[Research/Spike]: Ability to parse formulas for highlighting
So I'm doing formula syntax highlighting in my spreadsheet like this example:

Currently hyperformula does formula parsing internally however there's no way to access it and the indexes in the string for it.
I tried to internally access lexer to do it but that doesn't work as it hasn't been parsed in the AST yet.
I also looked at getCellPrecedents, however this requires the cells to have been set already and in the dependency tree I think.
So something like:
@helper~
parseFormulas(text: string): string[].
Would be great.
If anyone knows of a work around to do this in the meantime that would be great as well.
~Actually after debugging through HF I have seen that LexerConfig.js holds the regexp patterns. So I can use these to find the cell references through text and then convert them to SimpleCellAddresses which I think I should be able to do with simpleCellAddressFromString().~
~However it would be good to export the regex patterns from hyperformula to enable this from the root import.~
EDIT: actually no this doesn't work either...
As this regex from HF:
(([A-Za-z0-9_À-ʯ]+|'(((?!').|'')*)')!)?\$?[A-Za-z]+\$?[0-9]+
Matches the formulas in invalid strings still, for example: =2A1
This is what I have got working for now:
const lexer = this.spreadsheet.hyperformula._parser.lexer;
const { tokens } = lexer.tokenizeFormula(text);
const cellReferenceParts: ICellReferencePart[] = [];
const tokenParts = [];
for (const [index, token] of tokens.entries()) {
if (index === 0 && token.tokenType.name !== EqualsOp.name) {
break;
}
if (token.tokenType.name === CellReference.name) {
const color = getSyntaxColor();
cellReferenceParts.push({
startOffset: token.startOffset,
endOffset: token.endOffset,
referenceText: token.image,
color,
});
}
}

You can see it incorrectly highlights A2 in 2A2 even though it's invalid.
I'm thinking the best way to fix this is to iterate all characters before & after a cell reference up to the Multiply/Add/Divide etc Operations and see if each character is valid or not.
Then I will try put this in hyperformula as a parseValidCellReferences() function as a PR if people here think it should go in hyperformula?
If not then we the createTokens will still need exporting from the root of HF
It looks great @MartinDawson ! do you use Handsontable as the table solution?
@AMBudnik Thanks.
No we just use Hyperformula.js. We are creating our own which will match Google Sheets as close as possible because we needed a canvas based solution in the long term for our main application and not DOM (due to performance if there's tons of cells/styles visible).
It's still very early though with some bugs.
Here's an example demo: https://storybook.powersheet.io/?path=/story/spreadsheet--formulas
This issue is just about parsing valid cell references from a string with HF. I just added screenshots to make it easier to see the use case for it.
Ah.. yes, understandable.
I love this idea and I'm delighted to see such advanced use of HyperFormula.
Yeah we use pretty much every feature of HF, especially custom functions :). It would be impossible to do this without it (I tried & failed at creating my own parser before I found HF) so it's really great.
HF parser will fail with partially written formula:

You will not get any tokens for this scenario.
I was considering such a method when designing public API. But HF will not be very helpful here and I don't think this is the right way to go. HF will parse only full, valid formula string. Anything else is rejected. Those regexes are not ready for partially written formula, which is what we get during the editing process.
But you should have everything that is needed to implement such functionality.
Named expressions autocomplete can be achieved with listNamedExpressions or getAllNamedExpressionsSerialized(). So whenever you get anything that is not function, reference or string, you may filter the list to find best matches. Like GS does:

For function list intelisense, like GS functionality:

You can use getRegisteredFunctionNames() method. Then filter the list
Function arguments intelisense may require some additional meta data storage #2.
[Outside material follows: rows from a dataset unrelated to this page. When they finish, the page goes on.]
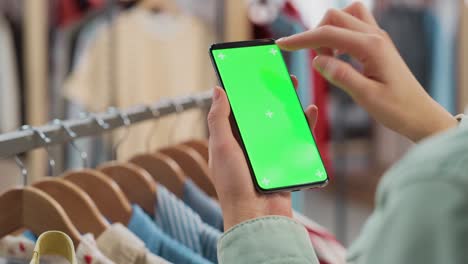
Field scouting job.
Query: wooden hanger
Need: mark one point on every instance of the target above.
(135, 182)
(105, 193)
(164, 170)
(77, 204)
(194, 166)
(35, 210)
(200, 146)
But those files should be stored next to the HF anyway and does not require any changes in HF. Of course, they are needed only if we need additional descriptions and guides (as well translations for them). Some basic argument intelisense should be possible with getAllFunctionPlugins() by reading meta from plugin static property implementedFunctions. Argument list and types are there for taking.
https://github.com/handsontable/hyperformula/blob/b989cfde24024309eae32a3edb069de84539ddeb/src/interpreter/plugin/SumifPlugin.ts#L63-L71
And if you want to get helpful tooltip with calculated value:

You probably already know, but for anyone else that's reading this "guide". When we have parsed range or cell reference with regex we can get cells coordinates to highglight with simpleCellAddressFromString() or simpleCellRangeFromString()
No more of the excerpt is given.